Ce qu’elle ne sait pas, ou plutôt, ce qu’elle découvrira trop tard, c’est que la migration amplifie ses vulnérabilités plutôt que de les résoudre. Elle arrive au Danemark comme femme groenlandaise, étrangère, parlant mal le danois, sans réseau social. Elle travaille probablement comme femme de ménage, emploi où l’exploitation est courante. Elle vit probablement dans un logement social en banlieue, loin de tout. Ses enfants grandissent sans parler le groenlandais. Elle-même est isolée, dépendante de son employeur pour logement et salaire.
Et puis, elle rencontre le système des services sociaux danois. Si elle éprouve des difficultés, et beaucoup le font, car la transition est brutale, elle peut être évaluée. Testée. Jugée. Et les tests, nous l’avons vu, sont biaisés contre elle. Elle risque de perdre ses enfants à un taux cinq fois supérieur à une femme danoise de même statut socioéconomique.
La migration n’était pas une fuite. C’était une trappe.
Résilience et Lutte Collective
Et pourtant, il y a aussi une histoire de résilience. Les femmes inuit ne disparaissent pas. Elles ne se taisent pas. Quand Keira Alexandra Kronvold voit son enfant retiré, elle parle. Quand d’autres mères découvrent qu’elles ne sont pas seules, quand elles apprennent que les tests FKU sont biaisés, quand les recherches en révèlent la discrimination systémique, une résistance émerge.
En 2025, sous la pression, et peut-être aussi face à la menace géopolitique de Trump et de la réaffirmation de la souveraineté groenlandaise, le Danemark annonce qu’il va cesser d’utiliser les tests FKU pour évaluer les compétences parentales des mères groenlandaises. C’est une victoire, certes tardive.

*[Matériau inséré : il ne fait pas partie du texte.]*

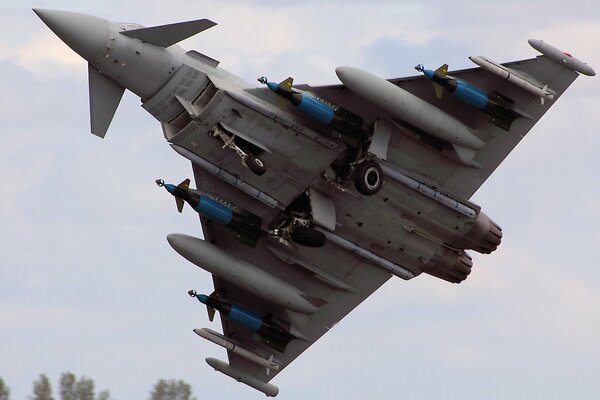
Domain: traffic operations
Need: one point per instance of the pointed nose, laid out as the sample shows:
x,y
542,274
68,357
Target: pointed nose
x,y
85,34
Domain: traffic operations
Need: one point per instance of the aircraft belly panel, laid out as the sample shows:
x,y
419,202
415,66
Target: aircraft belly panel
x,y
294,162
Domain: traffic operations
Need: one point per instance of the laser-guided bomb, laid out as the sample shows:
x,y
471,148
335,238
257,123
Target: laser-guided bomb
x,y
499,107
412,110
242,273
270,333
248,226
318,109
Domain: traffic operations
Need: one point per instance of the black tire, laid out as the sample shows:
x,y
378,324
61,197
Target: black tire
x,y
308,237
255,164
368,178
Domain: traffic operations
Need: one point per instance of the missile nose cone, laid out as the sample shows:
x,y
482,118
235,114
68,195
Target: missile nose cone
x,y
85,34
202,298
273,86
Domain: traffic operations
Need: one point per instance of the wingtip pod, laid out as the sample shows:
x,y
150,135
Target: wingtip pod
x,y
267,388
561,57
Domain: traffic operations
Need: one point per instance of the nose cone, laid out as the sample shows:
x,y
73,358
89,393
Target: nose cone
x,y
85,34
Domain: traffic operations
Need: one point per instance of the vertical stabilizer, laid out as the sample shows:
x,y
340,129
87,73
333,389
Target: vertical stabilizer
x,y
105,96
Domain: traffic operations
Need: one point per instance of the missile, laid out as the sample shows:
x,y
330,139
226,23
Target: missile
x,y
561,57
499,107
246,224
411,109
515,77
318,109
267,388
220,340
243,274
269,332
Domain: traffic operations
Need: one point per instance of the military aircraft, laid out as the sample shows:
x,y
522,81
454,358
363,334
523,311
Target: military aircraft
x,y
310,198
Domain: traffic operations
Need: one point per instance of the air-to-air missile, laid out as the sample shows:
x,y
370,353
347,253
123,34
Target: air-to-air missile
x,y
242,273
246,225
500,108
561,57
412,110
318,109
226,343
525,81
269,332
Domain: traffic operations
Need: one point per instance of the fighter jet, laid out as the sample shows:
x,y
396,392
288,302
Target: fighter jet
x,y
312,197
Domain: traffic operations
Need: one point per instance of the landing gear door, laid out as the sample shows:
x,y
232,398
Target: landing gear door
x,y
382,131
323,210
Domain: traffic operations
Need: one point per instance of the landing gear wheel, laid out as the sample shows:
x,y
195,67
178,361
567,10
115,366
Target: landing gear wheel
x,y
368,178
308,237
255,164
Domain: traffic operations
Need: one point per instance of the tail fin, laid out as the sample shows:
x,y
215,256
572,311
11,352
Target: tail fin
x,y
168,35
105,96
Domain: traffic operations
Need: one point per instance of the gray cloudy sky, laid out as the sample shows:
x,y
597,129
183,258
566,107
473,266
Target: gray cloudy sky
x,y
88,283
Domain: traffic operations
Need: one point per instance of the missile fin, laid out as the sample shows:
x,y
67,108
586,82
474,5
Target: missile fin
x,y
180,203
439,90
286,85
168,35
185,185
443,70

Mais la victoire réelle est dans la mobilisation. Elle est dans les vidéos virales de mères déchirées par le système, vidéos qui touchent des millions de personnes dans le monde. Elle est dans l’hashtag #JusticeForUki, où Uki renvoie à l’enfant séparé de sa mère dans le roman « Le Combat d’Aputsiaq », et au fait que cette fiction a révélé une réalité que trop de gouvernements auraient préféré garder cachée.
Conclusion : voir les femmes inuit, vraiment les voir
Pour vraiment comprendre les femmes inuit en migration, il ne faut pas les voir comme des statistiques. Ce ne sont pas des « cas » ou des « problèmes sociaux » à résoudre. Ce sont des mères qui font des choix impossibles dans des circonstances atroces. Ce sont des femmes qui portent le poids de générations de trauma colonialiste. Ce sont des êtres qui refusent de disparaître, même quand tout le système semble conçu pour les effacer.

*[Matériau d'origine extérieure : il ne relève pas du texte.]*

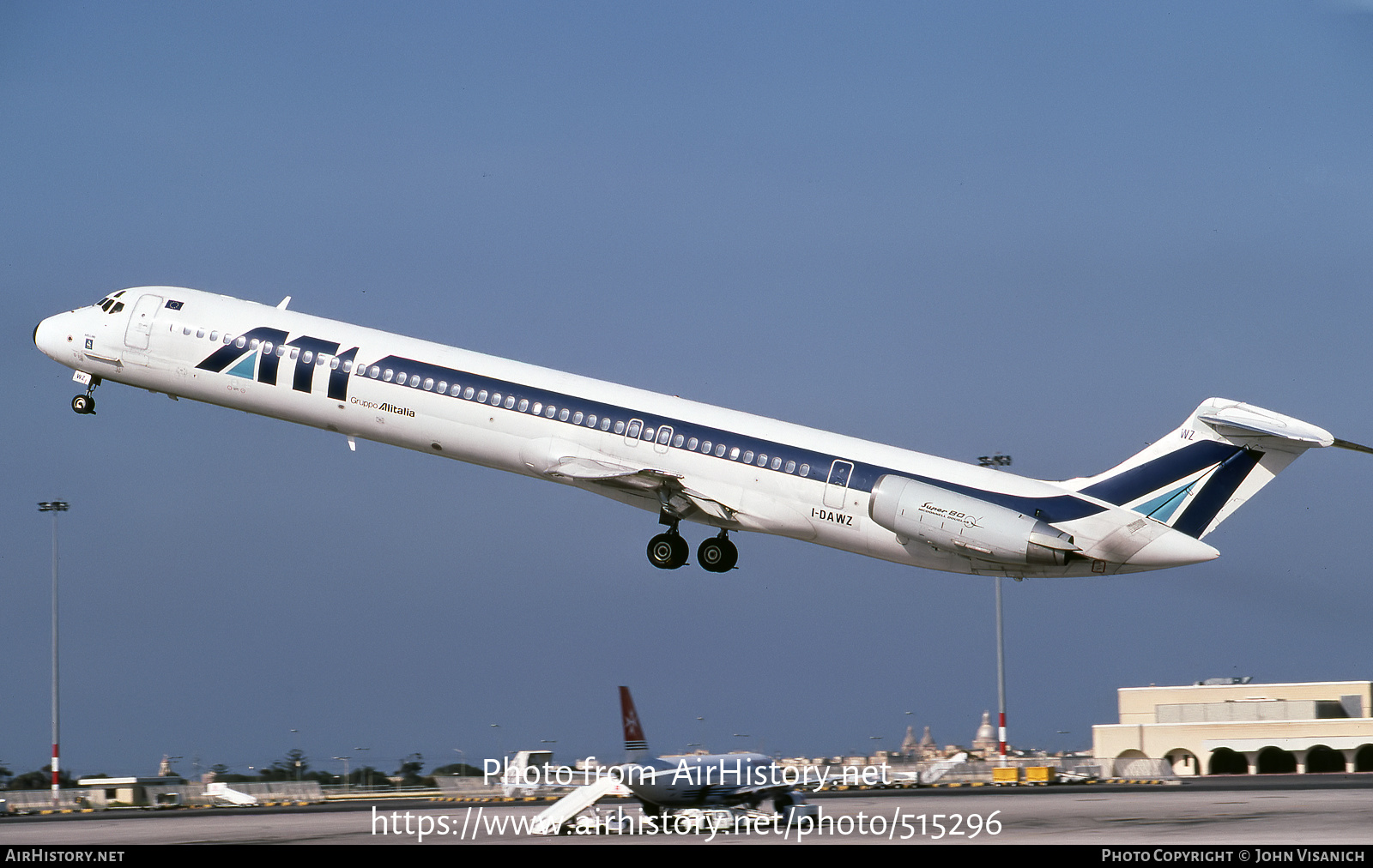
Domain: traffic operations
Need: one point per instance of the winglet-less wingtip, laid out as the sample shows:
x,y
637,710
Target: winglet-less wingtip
x,y
1345,444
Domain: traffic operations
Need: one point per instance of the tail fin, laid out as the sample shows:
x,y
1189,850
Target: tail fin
x,y
635,742
1198,475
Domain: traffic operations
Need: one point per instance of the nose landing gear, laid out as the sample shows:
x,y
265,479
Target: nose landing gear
x,y
84,404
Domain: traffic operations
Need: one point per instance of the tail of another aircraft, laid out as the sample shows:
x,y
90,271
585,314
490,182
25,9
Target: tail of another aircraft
x,y
1198,475
635,742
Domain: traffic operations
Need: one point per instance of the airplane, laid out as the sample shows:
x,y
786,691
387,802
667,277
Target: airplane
x,y
684,461
699,781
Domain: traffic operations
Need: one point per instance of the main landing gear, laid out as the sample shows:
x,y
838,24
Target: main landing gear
x,y
717,554
669,551
84,404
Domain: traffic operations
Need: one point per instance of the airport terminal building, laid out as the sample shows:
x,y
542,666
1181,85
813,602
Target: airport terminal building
x,y
1243,728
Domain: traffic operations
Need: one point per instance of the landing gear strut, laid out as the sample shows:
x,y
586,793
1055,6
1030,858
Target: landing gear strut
x,y
84,404
668,551
717,554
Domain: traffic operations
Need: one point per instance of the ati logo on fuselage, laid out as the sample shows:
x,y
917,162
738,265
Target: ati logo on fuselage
x,y
263,351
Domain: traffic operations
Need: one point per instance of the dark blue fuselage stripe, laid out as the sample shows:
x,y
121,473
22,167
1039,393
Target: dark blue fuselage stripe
x,y
1217,492
1059,509
1164,470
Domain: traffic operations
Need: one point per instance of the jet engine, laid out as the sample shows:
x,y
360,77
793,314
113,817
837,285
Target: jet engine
x,y
965,525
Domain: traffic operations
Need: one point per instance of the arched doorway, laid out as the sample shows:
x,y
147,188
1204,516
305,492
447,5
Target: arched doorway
x,y
1225,761
1322,758
1364,758
1276,761
1184,763
1126,760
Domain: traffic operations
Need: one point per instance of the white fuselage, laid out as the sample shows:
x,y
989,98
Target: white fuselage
x,y
755,474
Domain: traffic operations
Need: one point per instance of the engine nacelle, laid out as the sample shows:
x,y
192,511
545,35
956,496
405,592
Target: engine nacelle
x,y
965,525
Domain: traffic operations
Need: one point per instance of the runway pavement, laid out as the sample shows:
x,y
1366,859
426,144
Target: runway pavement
x,y
1279,815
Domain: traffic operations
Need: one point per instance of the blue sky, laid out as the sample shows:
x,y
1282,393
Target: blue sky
x,y
1049,230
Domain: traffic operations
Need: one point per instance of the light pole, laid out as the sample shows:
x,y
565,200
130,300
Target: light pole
x,y
1000,461
54,507
367,775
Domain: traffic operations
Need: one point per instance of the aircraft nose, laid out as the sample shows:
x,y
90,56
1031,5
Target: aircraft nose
x,y
50,335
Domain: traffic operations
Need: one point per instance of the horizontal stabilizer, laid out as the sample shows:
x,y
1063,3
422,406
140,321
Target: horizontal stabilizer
x,y
1194,479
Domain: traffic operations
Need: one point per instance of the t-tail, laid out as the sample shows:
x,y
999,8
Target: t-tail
x,y
635,744
1198,475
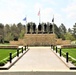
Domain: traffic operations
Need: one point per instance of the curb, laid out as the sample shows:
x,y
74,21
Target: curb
x,y
8,67
71,66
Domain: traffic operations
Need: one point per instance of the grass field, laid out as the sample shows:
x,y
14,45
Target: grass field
x,y
5,53
72,54
71,51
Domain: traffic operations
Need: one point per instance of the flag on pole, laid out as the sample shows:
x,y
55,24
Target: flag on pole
x,y
53,19
39,13
24,19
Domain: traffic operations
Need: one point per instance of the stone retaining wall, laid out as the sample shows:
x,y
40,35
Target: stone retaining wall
x,y
11,46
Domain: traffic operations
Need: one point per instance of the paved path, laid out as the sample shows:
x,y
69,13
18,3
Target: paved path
x,y
39,59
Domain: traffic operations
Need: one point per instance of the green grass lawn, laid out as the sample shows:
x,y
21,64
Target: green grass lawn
x,y
5,53
71,51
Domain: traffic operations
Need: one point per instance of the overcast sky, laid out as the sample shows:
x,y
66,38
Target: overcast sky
x,y
14,11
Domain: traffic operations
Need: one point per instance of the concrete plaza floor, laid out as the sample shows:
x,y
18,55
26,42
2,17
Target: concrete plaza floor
x,y
39,59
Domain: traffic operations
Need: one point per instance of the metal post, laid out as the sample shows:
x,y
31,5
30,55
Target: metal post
x,y
56,49
25,48
60,52
17,52
22,49
67,57
10,58
53,47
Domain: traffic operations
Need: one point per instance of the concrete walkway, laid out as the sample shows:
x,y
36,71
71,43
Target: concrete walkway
x,y
39,59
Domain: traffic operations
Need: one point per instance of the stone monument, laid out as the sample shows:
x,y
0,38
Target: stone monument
x,y
39,36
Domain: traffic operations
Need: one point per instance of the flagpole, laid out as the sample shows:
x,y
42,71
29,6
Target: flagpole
x,y
53,23
26,24
39,14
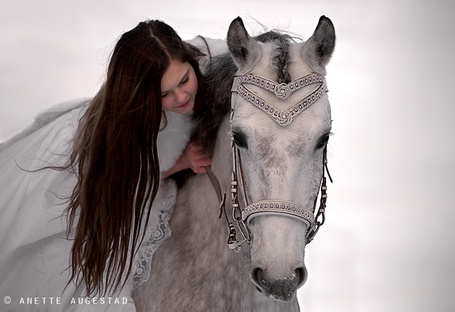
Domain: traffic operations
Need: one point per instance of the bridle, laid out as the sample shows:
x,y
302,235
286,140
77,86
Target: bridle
x,y
313,219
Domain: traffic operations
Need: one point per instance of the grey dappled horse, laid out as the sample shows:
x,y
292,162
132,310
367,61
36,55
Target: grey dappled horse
x,y
269,144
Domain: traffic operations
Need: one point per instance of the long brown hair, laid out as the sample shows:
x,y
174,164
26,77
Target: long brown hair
x,y
115,156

L’histoire d’Aputsiaq, telle qu’elle est écrite dans « Le Combat d’Aputsiaq », capture précisément cela : une femme ordinaire confrontée à des forces extraordinaires, inégales. Une femme qui se bat non seulement pour elle-même, mais pour le droit de chaque mère inuit à garder son enfant, à parler sa langue, à exister pleinement dans le monde.

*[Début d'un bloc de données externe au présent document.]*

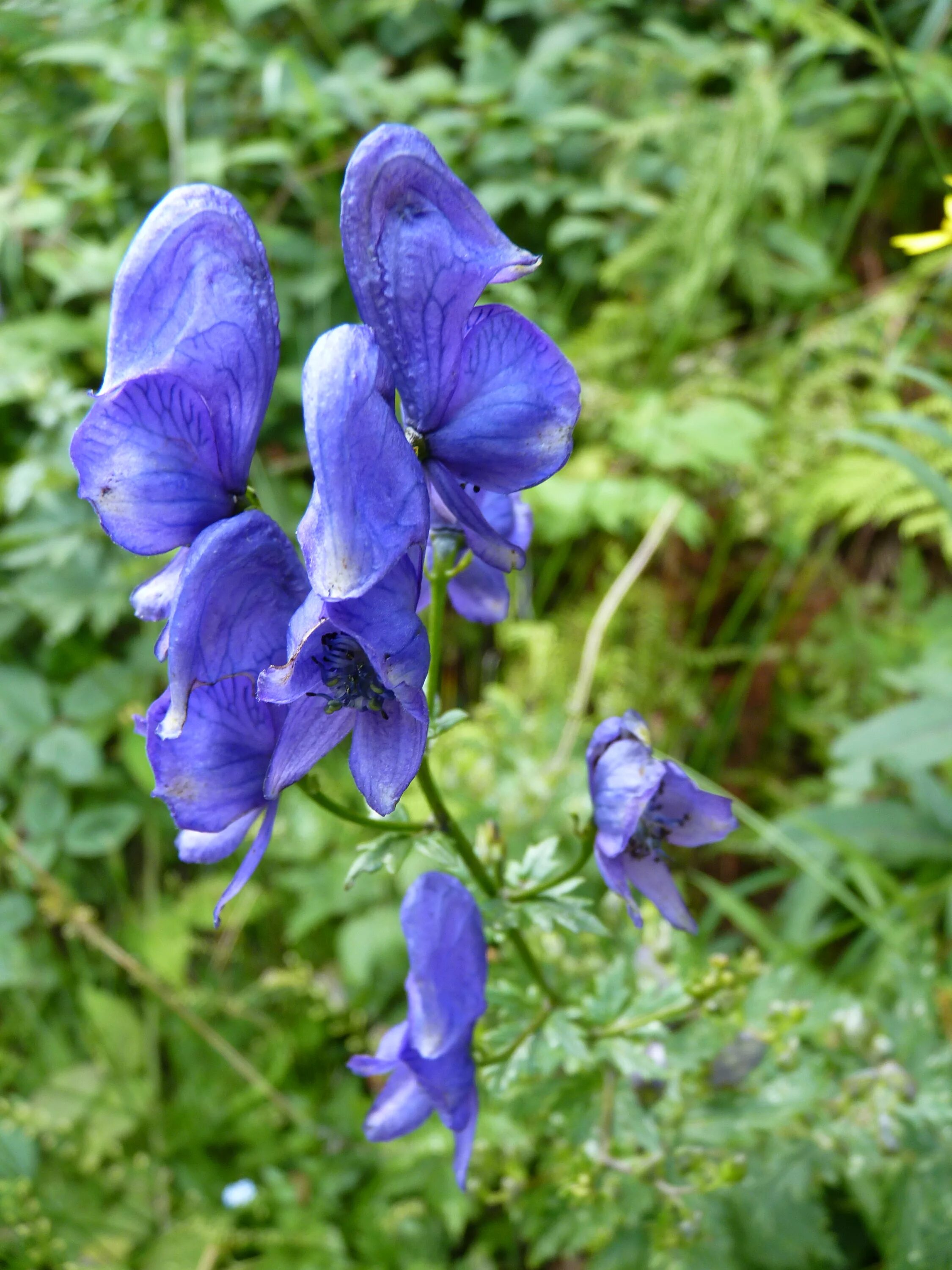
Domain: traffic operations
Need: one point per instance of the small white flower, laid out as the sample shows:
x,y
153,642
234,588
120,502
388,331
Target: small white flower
x,y
239,1194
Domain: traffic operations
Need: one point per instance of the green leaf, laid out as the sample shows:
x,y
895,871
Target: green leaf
x,y
18,1154
69,754
570,912
919,733
116,1028
923,473
447,721
26,710
44,809
371,949
98,831
17,912
389,851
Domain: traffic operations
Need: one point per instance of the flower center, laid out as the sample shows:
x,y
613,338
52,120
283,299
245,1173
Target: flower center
x,y
348,676
418,442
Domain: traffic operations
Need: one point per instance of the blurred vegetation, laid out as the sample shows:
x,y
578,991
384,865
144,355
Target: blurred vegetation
x,y
714,187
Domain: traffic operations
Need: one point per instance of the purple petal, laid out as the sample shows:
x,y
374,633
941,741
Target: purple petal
x,y
509,422
357,445
386,1057
459,508
306,737
195,298
419,249
652,877
688,816
385,623
148,460
250,863
239,588
446,987
154,599
622,784
465,1137
214,771
386,755
400,1108
480,594
522,522
612,869
209,849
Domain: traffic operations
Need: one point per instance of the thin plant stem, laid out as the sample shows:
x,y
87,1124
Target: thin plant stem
x,y
518,897
442,572
904,87
664,1014
479,872
781,841
606,611
528,1030
79,920
867,179
313,790
448,826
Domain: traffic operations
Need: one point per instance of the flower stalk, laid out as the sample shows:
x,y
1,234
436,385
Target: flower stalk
x,y
440,577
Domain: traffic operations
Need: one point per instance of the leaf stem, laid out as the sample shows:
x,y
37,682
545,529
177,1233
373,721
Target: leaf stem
x,y
664,1014
528,1030
443,555
899,75
518,897
313,790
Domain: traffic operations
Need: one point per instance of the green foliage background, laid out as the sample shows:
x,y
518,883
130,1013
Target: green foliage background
x,y
714,186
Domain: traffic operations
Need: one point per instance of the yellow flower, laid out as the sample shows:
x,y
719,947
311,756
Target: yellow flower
x,y
918,244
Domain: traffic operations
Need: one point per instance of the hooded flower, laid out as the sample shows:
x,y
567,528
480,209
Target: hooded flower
x,y
355,665
191,361
641,803
487,398
429,1057
209,740
480,594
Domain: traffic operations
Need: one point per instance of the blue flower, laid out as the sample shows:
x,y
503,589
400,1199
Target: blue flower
x,y
355,665
191,361
429,1057
209,738
480,594
641,803
488,400
239,1194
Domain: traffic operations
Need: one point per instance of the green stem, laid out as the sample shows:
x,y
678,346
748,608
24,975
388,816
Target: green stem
x,y
520,897
654,1016
531,1029
904,87
343,813
448,826
479,872
443,560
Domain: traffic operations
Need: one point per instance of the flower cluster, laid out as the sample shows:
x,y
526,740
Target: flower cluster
x,y
272,662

Voir les femmes inuit, c’est cesser de les voir comme des victimes passives. C’est reconnaître leur force, leur créativité, leur refus de se plier. C’est aussi reconnaître que la migration, pour elles, n’est jamais simplement un choix individuel. C’est un choix fait sous contrainte, sous coercition, dans le contexte d’un héritage colonial qui continue de peser sur chacun de leurs pas.